La reflexión que les quiero presentar excede a mi labor como formador y entrenador durante los tres días que duró el campamento de básquet en el que participé hace unos días, en Yopal, Colombia. Está claro que mi recorrido en el mini básquet es lo que me habilita a ser invitado a estos contextos, por eso necesito compartir la mirada sobre la experiencia para poder ampliarla.
La palabra cultura nos remite en una primera instancia al lenguaje artístico casi como algo exclusivo. En este caso, voy a intentar desafiar esa visión reduccionista e ir más allá, tomando a la construcción cultural desde una perspectiva amplia y dinámica.
Los chicos y las chicas con las que interactúe tenían las mismas características que los míos, los de mi colegio, sus saberes previos eran tan diversos y singulares como esperables, sus intereses idénticos (“profe, ¿cuándo jugamos partido?”), sus necesidades motrices, técnicas, tácticas, sociales, estructurales y perceptivas lógicamente heterogéneas. En definitiva, me encontré con algunos y algunas que jugaban bien. Y por suerte con muchos y muchas que todavía no. Lo cual marcó la diferencia.
Me sorprendió el contexto de impacto. Cada vez que la situación me lo permitió, insistí para que adaptaran la altura de los tableros a las posibilidades reales de los jugadores y las jugadoras. La idea que el mini básquet no es el básquet en miniatura me inquietaba cada vez que veía a los chicos desafiar sus niveles de fuerza descuidando la técnica para conseguir una canasta. Por un lado, emocionaba ver a las familias (casi exclusivamente mamás) mostrando y haciendo explícito su agradecimiento. Pero por el otro, sorprendía lo poco que empoderaban a sus hijos e hijas pretendiendo resolver todo lo que pasaba dentro y fuera de la cancha.
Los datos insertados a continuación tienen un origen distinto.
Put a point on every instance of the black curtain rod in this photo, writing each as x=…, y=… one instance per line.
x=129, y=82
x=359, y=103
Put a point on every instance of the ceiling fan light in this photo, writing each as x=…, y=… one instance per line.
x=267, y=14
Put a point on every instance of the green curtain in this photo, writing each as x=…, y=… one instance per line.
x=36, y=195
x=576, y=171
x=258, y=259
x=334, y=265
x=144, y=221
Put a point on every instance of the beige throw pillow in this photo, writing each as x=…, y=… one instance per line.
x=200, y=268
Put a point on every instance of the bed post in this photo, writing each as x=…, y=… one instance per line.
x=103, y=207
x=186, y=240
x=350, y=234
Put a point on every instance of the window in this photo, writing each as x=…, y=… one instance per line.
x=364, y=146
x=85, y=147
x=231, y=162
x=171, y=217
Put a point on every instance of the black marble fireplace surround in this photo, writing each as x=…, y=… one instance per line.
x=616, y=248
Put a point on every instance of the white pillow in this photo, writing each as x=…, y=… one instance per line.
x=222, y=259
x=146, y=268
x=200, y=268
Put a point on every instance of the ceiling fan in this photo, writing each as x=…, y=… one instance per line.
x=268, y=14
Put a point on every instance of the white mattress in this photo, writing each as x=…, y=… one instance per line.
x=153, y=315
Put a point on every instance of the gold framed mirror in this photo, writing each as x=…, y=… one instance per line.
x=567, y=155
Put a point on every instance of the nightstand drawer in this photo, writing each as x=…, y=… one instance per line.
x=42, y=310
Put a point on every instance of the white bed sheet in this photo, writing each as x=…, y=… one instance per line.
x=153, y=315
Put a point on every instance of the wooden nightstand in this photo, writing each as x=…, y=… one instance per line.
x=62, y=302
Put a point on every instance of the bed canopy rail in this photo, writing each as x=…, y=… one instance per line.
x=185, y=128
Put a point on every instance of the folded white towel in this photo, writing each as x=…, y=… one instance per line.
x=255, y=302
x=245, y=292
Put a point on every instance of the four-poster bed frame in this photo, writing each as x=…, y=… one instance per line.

Lejos estoy de juzgar lo que describo, solo me limito a contar las sensaciones que me atravesaron durante mi estadía.
Mis colegas acompañaron las clases mostrando admiración profunda a “la escuela argentina” como un sello distintivo y bien ganado. Su deseo de aprender era imposible de disimular, sin dejar de mostrar un respeto a mis tiempos, hasta sorprenderse por compartir material, mis posturas. Los clubes son academias (“vaqueros”, “pumas” “dragones”, lejos de nuestros “gimnasia y esgrimas”, “social y deportivo”) que tienen un profesor como responsable y toman canchas municipales para desarrollar sus entrenamientos. Un colegio estatal, con sus dos generosas canchas, nos abrió sus puertas (en vacaciones!) para que el campus avanzara. Fueron demasiadas situaciones culturales a las que con gusto me adapté.
La clausura, con más de 350 chicos, al ritmo de la música folclórica propia de la región, bailando joropo llanero, fue algo maravilloso. La generosidad de cada organizador, profesor, monitor, colaborador fue inmejorable. Cada vez que me manifestaban su agradecimiento por haber viajado, me preguntaba, cuánto le debo al básquet: puerta de entrada para conocer y convivir con otras culturas y seguir creciendo y conociendo con la excusa de ser entrenador de mini básquet.